We have had issues even with just one additional SAN. For e.g., please check the cert with CN: sys.carquote.nrma.com.au which currently is facing the same error.

Also, the current cert request with CN: tst.carquote.nrma.com.au has 28 SANs only.

Lastly, this is an issue with this renewal only. Last renewal 3 months ago didn't have any problems.

Please advise.

Thanks!

JamesLE · May 11, 2023, 4:57am

Please try to get in contact with Akamai's DNS team and see if they can give you some visibility into what's happening on their end during validation. On our side, we're not seeing any new trends of SERVFAILs or other validation failures.

system · June 10, 2023, 4:58am

This topic was automatically closed 30 days after the last reply. New replies are no longer allowed.

Franky · June 15, 2023, 11:46pm

"Let’s Encrypt: Error finalizing order :: Rechecking CAA for \ "

Hi, this topic continues the discussion of closed forum: LE is not issuing cert for unknown reason.

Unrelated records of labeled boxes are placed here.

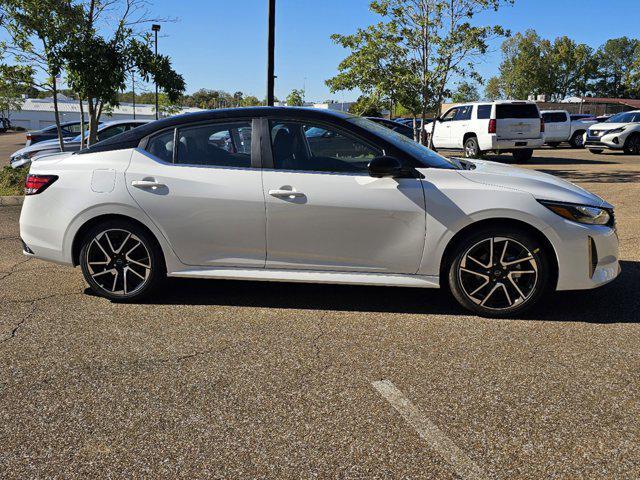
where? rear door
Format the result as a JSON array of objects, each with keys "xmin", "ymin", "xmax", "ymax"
[
  {"xmin": 541, "ymin": 112, "xmax": 571, "ymax": 142},
  {"xmin": 496, "ymin": 102, "xmax": 541, "ymax": 140},
  {"xmin": 427, "ymin": 107, "xmax": 458, "ymax": 148},
  {"xmin": 126, "ymin": 120, "xmax": 266, "ymax": 268},
  {"xmin": 263, "ymin": 119, "xmax": 426, "ymax": 274}
]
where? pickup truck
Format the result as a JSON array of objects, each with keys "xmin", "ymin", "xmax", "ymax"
[{"xmin": 540, "ymin": 110, "xmax": 596, "ymax": 148}]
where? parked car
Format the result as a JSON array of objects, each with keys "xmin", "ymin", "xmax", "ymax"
[
  {"xmin": 540, "ymin": 110, "xmax": 596, "ymax": 148},
  {"xmin": 425, "ymin": 100, "xmax": 544, "ymax": 161},
  {"xmin": 9, "ymin": 120, "xmax": 149, "ymax": 168},
  {"xmin": 367, "ymin": 117, "xmax": 413, "ymax": 140},
  {"xmin": 0, "ymin": 117, "xmax": 11, "ymax": 133},
  {"xmin": 20, "ymin": 107, "xmax": 619, "ymax": 317},
  {"xmin": 25, "ymin": 122, "xmax": 97, "ymax": 147},
  {"xmin": 585, "ymin": 110, "xmax": 640, "ymax": 155}
]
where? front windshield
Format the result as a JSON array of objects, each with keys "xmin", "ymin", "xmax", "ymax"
[
  {"xmin": 605, "ymin": 112, "xmax": 640, "ymax": 123},
  {"xmin": 347, "ymin": 117, "xmax": 462, "ymax": 170}
]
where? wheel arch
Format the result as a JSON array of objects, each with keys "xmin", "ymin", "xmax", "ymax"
[
  {"xmin": 71, "ymin": 213, "xmax": 166, "ymax": 267},
  {"xmin": 439, "ymin": 217, "xmax": 559, "ymax": 290}
]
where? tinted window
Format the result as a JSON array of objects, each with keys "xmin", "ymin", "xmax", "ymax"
[
  {"xmin": 349, "ymin": 117, "xmax": 460, "ymax": 169},
  {"xmin": 98, "ymin": 125, "xmax": 128, "ymax": 142},
  {"xmin": 146, "ymin": 129, "xmax": 174, "ymax": 163},
  {"xmin": 454, "ymin": 105, "xmax": 473, "ymax": 121},
  {"xmin": 271, "ymin": 122, "xmax": 380, "ymax": 173},
  {"xmin": 176, "ymin": 122, "xmax": 251, "ymax": 168},
  {"xmin": 440, "ymin": 108, "xmax": 458, "ymax": 122},
  {"xmin": 478, "ymin": 105, "xmax": 491, "ymax": 120},
  {"xmin": 496, "ymin": 103, "xmax": 540, "ymax": 119},
  {"xmin": 605, "ymin": 112, "xmax": 640, "ymax": 123},
  {"xmin": 542, "ymin": 112, "xmax": 567, "ymax": 123}
]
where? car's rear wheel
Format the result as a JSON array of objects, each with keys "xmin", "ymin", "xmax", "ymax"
[
  {"xmin": 624, "ymin": 134, "xmax": 640, "ymax": 155},
  {"xmin": 513, "ymin": 148, "xmax": 533, "ymax": 162},
  {"xmin": 464, "ymin": 137, "xmax": 480, "ymax": 158},
  {"xmin": 80, "ymin": 220, "xmax": 166, "ymax": 301},
  {"xmin": 569, "ymin": 130, "xmax": 584, "ymax": 148},
  {"xmin": 448, "ymin": 226, "xmax": 550, "ymax": 317}
]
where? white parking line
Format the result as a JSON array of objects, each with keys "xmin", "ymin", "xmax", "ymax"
[{"xmin": 372, "ymin": 380, "xmax": 489, "ymax": 480}]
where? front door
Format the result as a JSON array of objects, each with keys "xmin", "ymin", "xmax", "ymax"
[
  {"xmin": 126, "ymin": 121, "xmax": 266, "ymax": 268},
  {"xmin": 263, "ymin": 121, "xmax": 426, "ymax": 274}
]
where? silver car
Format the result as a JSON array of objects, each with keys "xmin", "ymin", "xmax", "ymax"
[{"xmin": 10, "ymin": 120, "xmax": 149, "ymax": 168}]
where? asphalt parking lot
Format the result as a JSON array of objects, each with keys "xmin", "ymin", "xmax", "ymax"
[{"xmin": 0, "ymin": 133, "xmax": 640, "ymax": 479}]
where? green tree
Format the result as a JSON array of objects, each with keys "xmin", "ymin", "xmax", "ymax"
[
  {"xmin": 451, "ymin": 82, "xmax": 480, "ymax": 103},
  {"xmin": 349, "ymin": 95, "xmax": 385, "ymax": 117},
  {"xmin": 0, "ymin": 0, "xmax": 79, "ymax": 151},
  {"xmin": 286, "ymin": 89, "xmax": 304, "ymax": 107},
  {"xmin": 484, "ymin": 77, "xmax": 502, "ymax": 101},
  {"xmin": 63, "ymin": 0, "xmax": 185, "ymax": 144}
]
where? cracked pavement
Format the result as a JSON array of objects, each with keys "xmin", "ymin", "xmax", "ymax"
[{"xmin": 0, "ymin": 149, "xmax": 640, "ymax": 479}]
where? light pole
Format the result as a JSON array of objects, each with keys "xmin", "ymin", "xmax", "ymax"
[
  {"xmin": 151, "ymin": 23, "xmax": 160, "ymax": 120},
  {"xmin": 267, "ymin": 0, "xmax": 276, "ymax": 107}
]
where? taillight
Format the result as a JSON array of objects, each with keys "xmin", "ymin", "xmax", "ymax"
[{"xmin": 24, "ymin": 174, "xmax": 58, "ymax": 195}]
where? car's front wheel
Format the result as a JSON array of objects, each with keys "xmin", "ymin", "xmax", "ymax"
[
  {"xmin": 448, "ymin": 226, "xmax": 550, "ymax": 317},
  {"xmin": 80, "ymin": 220, "xmax": 166, "ymax": 301}
]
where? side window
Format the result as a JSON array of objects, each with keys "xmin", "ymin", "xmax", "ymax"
[
  {"xmin": 271, "ymin": 122, "xmax": 382, "ymax": 173},
  {"xmin": 146, "ymin": 129, "xmax": 174, "ymax": 163},
  {"xmin": 454, "ymin": 105, "xmax": 473, "ymax": 121},
  {"xmin": 478, "ymin": 105, "xmax": 491, "ymax": 120},
  {"xmin": 98, "ymin": 125, "xmax": 127, "ymax": 141},
  {"xmin": 176, "ymin": 122, "xmax": 251, "ymax": 168},
  {"xmin": 440, "ymin": 108, "xmax": 458, "ymax": 122}
]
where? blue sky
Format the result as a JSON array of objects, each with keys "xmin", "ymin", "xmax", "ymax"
[{"xmin": 3, "ymin": 0, "xmax": 640, "ymax": 101}]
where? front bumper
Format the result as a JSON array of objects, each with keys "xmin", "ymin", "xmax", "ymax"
[
  {"xmin": 545, "ymin": 220, "xmax": 620, "ymax": 290},
  {"xmin": 480, "ymin": 134, "xmax": 544, "ymax": 151}
]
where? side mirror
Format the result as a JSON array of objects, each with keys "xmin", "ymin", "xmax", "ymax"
[{"xmin": 369, "ymin": 157, "xmax": 405, "ymax": 178}]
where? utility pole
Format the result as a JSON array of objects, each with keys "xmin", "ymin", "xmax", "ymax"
[
  {"xmin": 151, "ymin": 23, "xmax": 160, "ymax": 120},
  {"xmin": 267, "ymin": 0, "xmax": 276, "ymax": 107}
]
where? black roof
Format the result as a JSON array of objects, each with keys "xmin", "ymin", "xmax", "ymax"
[{"xmin": 77, "ymin": 107, "xmax": 353, "ymax": 154}]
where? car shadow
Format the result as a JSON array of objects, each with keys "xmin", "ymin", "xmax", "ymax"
[{"xmin": 134, "ymin": 261, "xmax": 640, "ymax": 324}]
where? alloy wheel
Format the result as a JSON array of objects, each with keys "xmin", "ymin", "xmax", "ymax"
[
  {"xmin": 86, "ymin": 229, "xmax": 151, "ymax": 296},
  {"xmin": 458, "ymin": 237, "xmax": 539, "ymax": 311}
]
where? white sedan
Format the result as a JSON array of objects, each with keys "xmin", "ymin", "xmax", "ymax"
[
  {"xmin": 20, "ymin": 108, "xmax": 619, "ymax": 316},
  {"xmin": 584, "ymin": 110, "xmax": 640, "ymax": 155}
]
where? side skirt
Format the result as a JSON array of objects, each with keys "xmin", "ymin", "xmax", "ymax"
[{"xmin": 168, "ymin": 268, "xmax": 440, "ymax": 288}]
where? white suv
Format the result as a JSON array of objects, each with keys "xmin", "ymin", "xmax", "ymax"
[{"xmin": 426, "ymin": 100, "xmax": 544, "ymax": 161}]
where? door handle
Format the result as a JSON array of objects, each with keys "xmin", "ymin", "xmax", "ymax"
[
  {"xmin": 269, "ymin": 189, "xmax": 304, "ymax": 198},
  {"xmin": 131, "ymin": 180, "xmax": 166, "ymax": 190}
]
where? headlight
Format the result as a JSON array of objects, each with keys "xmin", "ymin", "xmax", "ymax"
[{"xmin": 538, "ymin": 200, "xmax": 613, "ymax": 226}]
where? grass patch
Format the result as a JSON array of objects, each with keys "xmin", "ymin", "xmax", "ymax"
[{"xmin": 0, "ymin": 166, "xmax": 29, "ymax": 196}]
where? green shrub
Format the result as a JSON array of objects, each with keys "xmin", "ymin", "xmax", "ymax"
[{"xmin": 0, "ymin": 166, "xmax": 29, "ymax": 195}]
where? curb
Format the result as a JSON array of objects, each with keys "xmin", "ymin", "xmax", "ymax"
[{"xmin": 0, "ymin": 195, "xmax": 24, "ymax": 207}]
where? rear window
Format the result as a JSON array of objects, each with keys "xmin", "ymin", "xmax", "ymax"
[
  {"xmin": 496, "ymin": 103, "xmax": 540, "ymax": 119},
  {"xmin": 542, "ymin": 112, "xmax": 567, "ymax": 123},
  {"xmin": 478, "ymin": 105, "xmax": 491, "ymax": 120}
]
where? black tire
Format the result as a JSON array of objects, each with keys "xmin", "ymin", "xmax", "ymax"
[
  {"xmin": 512, "ymin": 148, "xmax": 533, "ymax": 162},
  {"xmin": 79, "ymin": 220, "xmax": 166, "ymax": 302},
  {"xmin": 624, "ymin": 133, "xmax": 640, "ymax": 155},
  {"xmin": 569, "ymin": 130, "xmax": 584, "ymax": 148},
  {"xmin": 447, "ymin": 225, "xmax": 551, "ymax": 318},
  {"xmin": 464, "ymin": 136, "xmax": 482, "ymax": 158}
]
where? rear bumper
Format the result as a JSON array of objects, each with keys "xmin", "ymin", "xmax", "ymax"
[
  {"xmin": 545, "ymin": 221, "xmax": 620, "ymax": 290},
  {"xmin": 480, "ymin": 135, "xmax": 544, "ymax": 150}
]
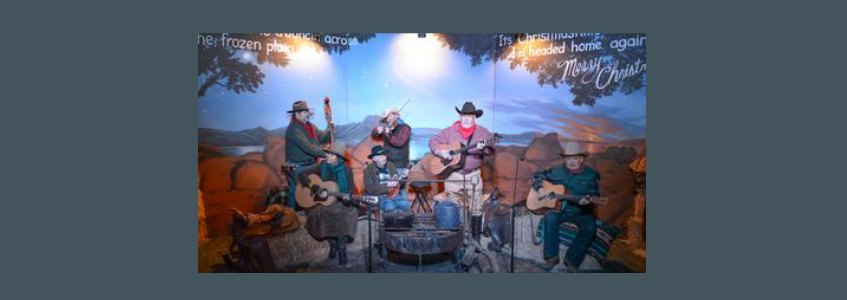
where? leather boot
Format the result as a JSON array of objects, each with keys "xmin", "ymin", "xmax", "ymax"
[
  {"xmin": 327, "ymin": 238, "xmax": 338, "ymax": 260},
  {"xmin": 338, "ymin": 237, "xmax": 347, "ymax": 266},
  {"xmin": 471, "ymin": 216, "xmax": 482, "ymax": 242}
]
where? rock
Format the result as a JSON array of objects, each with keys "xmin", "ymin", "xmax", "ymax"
[
  {"xmin": 234, "ymin": 160, "xmax": 282, "ymax": 190},
  {"xmin": 241, "ymin": 152, "xmax": 265, "ymax": 163},
  {"xmin": 267, "ymin": 216, "xmax": 379, "ymax": 270},
  {"xmin": 524, "ymin": 132, "xmax": 562, "ymax": 169},
  {"xmin": 494, "ymin": 152, "xmax": 539, "ymax": 202},
  {"xmin": 198, "ymin": 156, "xmax": 238, "ymax": 193},
  {"xmin": 262, "ymin": 135, "xmax": 285, "ymax": 179},
  {"xmin": 197, "ymin": 189, "xmax": 209, "ymax": 247},
  {"xmin": 203, "ymin": 190, "xmax": 265, "ymax": 237}
]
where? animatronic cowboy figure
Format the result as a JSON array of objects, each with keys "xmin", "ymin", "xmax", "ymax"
[
  {"xmin": 285, "ymin": 100, "xmax": 332, "ymax": 208},
  {"xmin": 532, "ymin": 142, "xmax": 600, "ymax": 272},
  {"xmin": 371, "ymin": 108, "xmax": 412, "ymax": 174},
  {"xmin": 429, "ymin": 102, "xmax": 494, "ymax": 240},
  {"xmin": 364, "ymin": 145, "xmax": 410, "ymax": 212},
  {"xmin": 297, "ymin": 142, "xmax": 359, "ymax": 265}
]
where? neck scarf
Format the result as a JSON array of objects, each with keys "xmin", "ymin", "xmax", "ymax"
[
  {"xmin": 321, "ymin": 162, "xmax": 349, "ymax": 193},
  {"xmin": 291, "ymin": 117, "xmax": 318, "ymax": 140},
  {"xmin": 453, "ymin": 121, "xmax": 476, "ymax": 139}
]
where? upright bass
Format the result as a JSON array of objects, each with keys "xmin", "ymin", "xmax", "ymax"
[{"xmin": 324, "ymin": 96, "xmax": 335, "ymax": 145}]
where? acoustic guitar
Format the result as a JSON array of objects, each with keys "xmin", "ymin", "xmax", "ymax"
[
  {"xmin": 294, "ymin": 174, "xmax": 379, "ymax": 208},
  {"xmin": 526, "ymin": 181, "xmax": 609, "ymax": 214},
  {"xmin": 427, "ymin": 133, "xmax": 503, "ymax": 177}
]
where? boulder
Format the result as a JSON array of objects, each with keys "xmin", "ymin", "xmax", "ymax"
[
  {"xmin": 262, "ymin": 135, "xmax": 285, "ymax": 179},
  {"xmin": 524, "ymin": 132, "xmax": 562, "ymax": 169},
  {"xmin": 494, "ymin": 152, "xmax": 539, "ymax": 202},
  {"xmin": 234, "ymin": 160, "xmax": 282, "ymax": 190},
  {"xmin": 197, "ymin": 189, "xmax": 209, "ymax": 247},
  {"xmin": 241, "ymin": 152, "xmax": 265, "ymax": 163},
  {"xmin": 198, "ymin": 156, "xmax": 238, "ymax": 192},
  {"xmin": 203, "ymin": 190, "xmax": 265, "ymax": 237}
]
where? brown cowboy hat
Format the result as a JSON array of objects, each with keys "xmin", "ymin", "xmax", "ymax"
[
  {"xmin": 287, "ymin": 100, "xmax": 312, "ymax": 114},
  {"xmin": 456, "ymin": 101, "xmax": 482, "ymax": 118},
  {"xmin": 368, "ymin": 145, "xmax": 388, "ymax": 159},
  {"xmin": 559, "ymin": 142, "xmax": 588, "ymax": 157},
  {"xmin": 324, "ymin": 142, "xmax": 347, "ymax": 160}
]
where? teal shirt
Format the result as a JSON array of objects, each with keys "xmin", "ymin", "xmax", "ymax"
[{"xmin": 532, "ymin": 165, "xmax": 600, "ymax": 210}]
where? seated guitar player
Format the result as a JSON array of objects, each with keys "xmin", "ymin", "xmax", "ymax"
[
  {"xmin": 298, "ymin": 142, "xmax": 359, "ymax": 265},
  {"xmin": 364, "ymin": 145, "xmax": 410, "ymax": 212},
  {"xmin": 533, "ymin": 142, "xmax": 600, "ymax": 272}
]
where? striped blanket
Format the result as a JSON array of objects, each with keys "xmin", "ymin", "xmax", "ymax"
[{"xmin": 535, "ymin": 220, "xmax": 621, "ymax": 263}]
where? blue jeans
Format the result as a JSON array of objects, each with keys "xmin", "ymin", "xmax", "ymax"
[
  {"xmin": 544, "ymin": 209, "xmax": 597, "ymax": 267},
  {"xmin": 379, "ymin": 190, "xmax": 412, "ymax": 212}
]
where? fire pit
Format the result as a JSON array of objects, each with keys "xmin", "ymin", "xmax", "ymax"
[{"xmin": 380, "ymin": 213, "xmax": 464, "ymax": 272}]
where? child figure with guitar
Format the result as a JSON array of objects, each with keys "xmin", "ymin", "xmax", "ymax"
[
  {"xmin": 364, "ymin": 145, "xmax": 411, "ymax": 212},
  {"xmin": 296, "ymin": 142, "xmax": 359, "ymax": 265},
  {"xmin": 427, "ymin": 102, "xmax": 499, "ymax": 240},
  {"xmin": 527, "ymin": 142, "xmax": 606, "ymax": 272}
]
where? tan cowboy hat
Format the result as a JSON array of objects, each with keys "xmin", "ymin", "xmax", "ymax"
[
  {"xmin": 559, "ymin": 142, "xmax": 588, "ymax": 157},
  {"xmin": 324, "ymin": 142, "xmax": 347, "ymax": 160},
  {"xmin": 456, "ymin": 101, "xmax": 482, "ymax": 118},
  {"xmin": 379, "ymin": 107, "xmax": 400, "ymax": 119},
  {"xmin": 287, "ymin": 100, "xmax": 312, "ymax": 114}
]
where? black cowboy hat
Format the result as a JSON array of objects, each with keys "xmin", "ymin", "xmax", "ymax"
[
  {"xmin": 456, "ymin": 101, "xmax": 482, "ymax": 118},
  {"xmin": 323, "ymin": 142, "xmax": 347, "ymax": 160},
  {"xmin": 368, "ymin": 145, "xmax": 388, "ymax": 159},
  {"xmin": 287, "ymin": 100, "xmax": 312, "ymax": 114}
]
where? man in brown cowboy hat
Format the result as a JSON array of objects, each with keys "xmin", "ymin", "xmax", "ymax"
[
  {"xmin": 364, "ymin": 145, "xmax": 410, "ymax": 212},
  {"xmin": 429, "ymin": 102, "xmax": 494, "ymax": 240},
  {"xmin": 371, "ymin": 108, "xmax": 412, "ymax": 173},
  {"xmin": 532, "ymin": 142, "xmax": 600, "ymax": 272},
  {"xmin": 285, "ymin": 100, "xmax": 332, "ymax": 208},
  {"xmin": 297, "ymin": 141, "xmax": 359, "ymax": 265}
]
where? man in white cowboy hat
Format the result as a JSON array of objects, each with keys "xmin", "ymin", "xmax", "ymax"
[
  {"xmin": 532, "ymin": 142, "xmax": 600, "ymax": 272},
  {"xmin": 364, "ymin": 145, "xmax": 411, "ymax": 212},
  {"xmin": 285, "ymin": 100, "xmax": 332, "ymax": 208},
  {"xmin": 297, "ymin": 141, "xmax": 359, "ymax": 265},
  {"xmin": 371, "ymin": 108, "xmax": 412, "ymax": 174},
  {"xmin": 429, "ymin": 102, "xmax": 494, "ymax": 240}
]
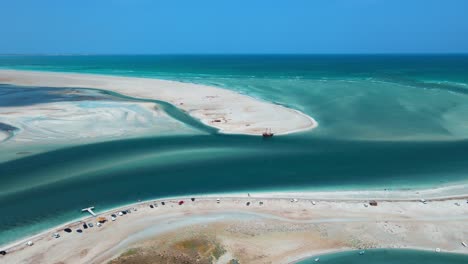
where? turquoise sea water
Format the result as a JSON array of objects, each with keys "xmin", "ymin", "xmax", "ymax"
[
  {"xmin": 298, "ymin": 249, "xmax": 468, "ymax": 264},
  {"xmin": 0, "ymin": 55, "xmax": 468, "ymax": 255}
]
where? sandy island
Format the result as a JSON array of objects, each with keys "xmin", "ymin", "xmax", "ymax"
[
  {"xmin": 0, "ymin": 70, "xmax": 317, "ymax": 135},
  {"xmin": 0, "ymin": 190, "xmax": 468, "ymax": 264}
]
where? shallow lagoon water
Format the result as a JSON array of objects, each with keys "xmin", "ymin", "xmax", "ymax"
[{"xmin": 0, "ymin": 56, "xmax": 468, "ymax": 248}]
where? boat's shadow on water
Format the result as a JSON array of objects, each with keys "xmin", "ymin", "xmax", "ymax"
[{"xmin": 0, "ymin": 135, "xmax": 468, "ymax": 239}]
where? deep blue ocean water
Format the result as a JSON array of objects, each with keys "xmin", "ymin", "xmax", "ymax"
[{"xmin": 0, "ymin": 55, "xmax": 468, "ymax": 263}]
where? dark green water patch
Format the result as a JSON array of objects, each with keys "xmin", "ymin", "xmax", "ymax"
[
  {"xmin": 297, "ymin": 249, "xmax": 468, "ymax": 264},
  {"xmin": 0, "ymin": 135, "xmax": 468, "ymax": 244}
]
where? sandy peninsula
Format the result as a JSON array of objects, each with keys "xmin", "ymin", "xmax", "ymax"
[
  {"xmin": 0, "ymin": 70, "xmax": 317, "ymax": 135},
  {"xmin": 1, "ymin": 191, "xmax": 468, "ymax": 264}
]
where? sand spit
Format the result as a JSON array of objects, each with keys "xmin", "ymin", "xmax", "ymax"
[
  {"xmin": 0, "ymin": 70, "xmax": 317, "ymax": 135},
  {"xmin": 0, "ymin": 195, "xmax": 468, "ymax": 263}
]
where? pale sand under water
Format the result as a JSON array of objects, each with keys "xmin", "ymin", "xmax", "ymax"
[
  {"xmin": 3, "ymin": 189, "xmax": 468, "ymax": 263},
  {"xmin": 0, "ymin": 70, "xmax": 317, "ymax": 135}
]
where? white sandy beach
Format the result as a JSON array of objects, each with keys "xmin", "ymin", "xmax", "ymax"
[
  {"xmin": 1, "ymin": 194, "xmax": 468, "ymax": 263},
  {"xmin": 0, "ymin": 70, "xmax": 317, "ymax": 135}
]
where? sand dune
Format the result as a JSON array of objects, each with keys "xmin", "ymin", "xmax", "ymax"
[{"xmin": 0, "ymin": 70, "xmax": 317, "ymax": 135}]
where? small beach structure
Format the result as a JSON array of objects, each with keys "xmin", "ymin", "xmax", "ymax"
[
  {"xmin": 262, "ymin": 128, "xmax": 274, "ymax": 138},
  {"xmin": 81, "ymin": 206, "xmax": 96, "ymax": 216}
]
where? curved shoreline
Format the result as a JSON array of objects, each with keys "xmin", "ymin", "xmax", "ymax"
[
  {"xmin": 0, "ymin": 70, "xmax": 318, "ymax": 135},
  {"xmin": 0, "ymin": 188, "xmax": 468, "ymax": 263},
  {"xmin": 0, "ymin": 184, "xmax": 468, "ymax": 248},
  {"xmin": 288, "ymin": 247, "xmax": 468, "ymax": 264}
]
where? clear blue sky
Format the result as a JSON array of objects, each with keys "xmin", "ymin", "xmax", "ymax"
[{"xmin": 0, "ymin": 0, "xmax": 468, "ymax": 54}]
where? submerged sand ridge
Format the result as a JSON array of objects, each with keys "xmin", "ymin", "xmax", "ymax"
[
  {"xmin": 0, "ymin": 197, "xmax": 468, "ymax": 264},
  {"xmin": 0, "ymin": 70, "xmax": 318, "ymax": 135}
]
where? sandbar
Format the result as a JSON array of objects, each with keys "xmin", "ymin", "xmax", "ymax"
[{"xmin": 0, "ymin": 70, "xmax": 318, "ymax": 135}]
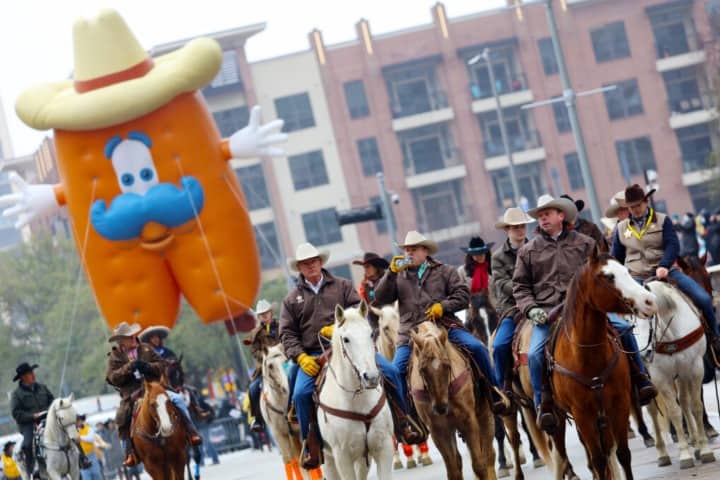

In order to figure out if there is any issue at Akamai DNS server end, our engineering team needs details around which Name server is failing as the query would be ran from LE side and we won't have details if it fails at registerar level. Could you provide dig+trace result or any log from your end on which NS it is failing?

If you can provide the info requested above, could you advise what's the proper communication channel between Akamai and LE to tackle this issue?